In reviewing this ruling on certiorari, the Supreme Court affirmed the Sixth Circuit's decision, concluding in a 1986 ruling that the open areas in the 2000-acre industrial facility were more akin to an "open field" (98) than to the curtilage of a home, and, as a result, were "open to the view and observation of persons in aircraft lawfully in the public airspace immediately above or sufficiently near the area for the reach of cameras." (99) The Court also noted the role of technology diffusion as a factor, writing that "surveillance of private property by using highly sophisticated surveillance equipment not generally available to the public, such as satellite technology, might be constitutionally proscribed absent a warrant." (100) However, the Court observed, "[a]ny person with an airplane and an aerial camera could readily duplicate" (101) the photographs at issue. "[T]he taking of aerial photographs of an industrial plant complex from navigable airspace is not a search prohibited by the Fourth Amendment." (102)

B. California v.

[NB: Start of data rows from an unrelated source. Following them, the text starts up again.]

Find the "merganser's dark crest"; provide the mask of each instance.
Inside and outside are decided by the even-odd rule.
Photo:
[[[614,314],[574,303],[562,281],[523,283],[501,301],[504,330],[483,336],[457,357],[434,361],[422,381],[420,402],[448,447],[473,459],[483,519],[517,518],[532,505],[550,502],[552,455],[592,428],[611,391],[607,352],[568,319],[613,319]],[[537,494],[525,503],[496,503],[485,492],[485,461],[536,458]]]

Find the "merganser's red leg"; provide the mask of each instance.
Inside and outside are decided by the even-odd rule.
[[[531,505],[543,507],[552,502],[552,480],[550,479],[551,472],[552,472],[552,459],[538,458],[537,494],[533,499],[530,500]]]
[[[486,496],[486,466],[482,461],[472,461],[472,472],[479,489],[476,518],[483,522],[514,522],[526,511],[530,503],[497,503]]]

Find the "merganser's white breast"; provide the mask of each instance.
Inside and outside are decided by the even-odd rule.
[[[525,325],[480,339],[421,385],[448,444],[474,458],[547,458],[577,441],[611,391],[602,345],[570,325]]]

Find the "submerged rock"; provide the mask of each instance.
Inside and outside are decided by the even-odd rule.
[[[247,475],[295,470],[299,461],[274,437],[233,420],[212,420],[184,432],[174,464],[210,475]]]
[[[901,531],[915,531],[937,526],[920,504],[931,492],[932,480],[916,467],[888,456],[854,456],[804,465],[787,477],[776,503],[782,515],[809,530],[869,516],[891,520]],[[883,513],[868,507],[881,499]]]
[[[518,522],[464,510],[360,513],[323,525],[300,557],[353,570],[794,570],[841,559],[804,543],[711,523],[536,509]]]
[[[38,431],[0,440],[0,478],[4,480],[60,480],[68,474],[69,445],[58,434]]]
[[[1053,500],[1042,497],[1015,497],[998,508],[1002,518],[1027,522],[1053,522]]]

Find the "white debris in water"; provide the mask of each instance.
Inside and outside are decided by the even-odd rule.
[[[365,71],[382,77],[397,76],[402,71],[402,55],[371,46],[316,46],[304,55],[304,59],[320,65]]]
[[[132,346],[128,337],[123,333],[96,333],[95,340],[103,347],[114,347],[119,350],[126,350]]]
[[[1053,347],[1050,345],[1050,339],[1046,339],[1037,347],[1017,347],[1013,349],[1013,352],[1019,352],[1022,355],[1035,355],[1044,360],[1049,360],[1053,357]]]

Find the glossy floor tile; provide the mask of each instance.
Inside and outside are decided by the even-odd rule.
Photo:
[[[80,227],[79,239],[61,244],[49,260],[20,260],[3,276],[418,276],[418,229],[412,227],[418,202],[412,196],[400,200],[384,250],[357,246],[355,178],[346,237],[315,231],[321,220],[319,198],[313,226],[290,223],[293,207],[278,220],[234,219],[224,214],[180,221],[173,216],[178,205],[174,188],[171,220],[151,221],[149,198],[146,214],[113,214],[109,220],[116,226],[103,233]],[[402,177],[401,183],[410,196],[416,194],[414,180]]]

Ciraolo

Ciraolo (103) was decided in 1986, on the same day as Dow Chemical. On September 2, 1982, police in Santa Clara, California, received a tip regarding backyard marijuana cultivation. (104) After finding the yard surrounded by high fencing obscuring the view from the street, they obtained a small airplane and flew over the residence at 1000 feet. (105) The officers on the airplane observed and photographed what they concluded to be marijuana plants growing in the backyard. (106) This evidence was used to obtain a search warrant to seize the plants. (107)

The Supreme Court granted certiorari after the California Court of Appeal ruled that the warrantless aerial observations violated the Fourth Amendment. (108) In May 1986, the Supreme Court issued a five-to-four decision reversing the lower court. (109) Writing for the majority, Chief Justice Burger framed the analysis in terms of the "reasonable expectation of privacy" (110) articulated in Justice Harlan's concurrence in Katz. (111) For an expectation of privacy to be "reasonable" under Katz, two separate criteria must be satisfied. First, the person must "have exhibited an actual (subjective) expectation of privacy." (112) Second, the expectation must "be one that society is prepared to recognize as 'reasonable."' (113)

With respect to the first criterion, the Ciraolo Court wrote that although the presence of fences clearly conveyed a "desire to maintain privacy," and indeed successfully did so with respect to "normal sidewalk traffic," the marijuana plants might well have been visible from a truck or two-level bus.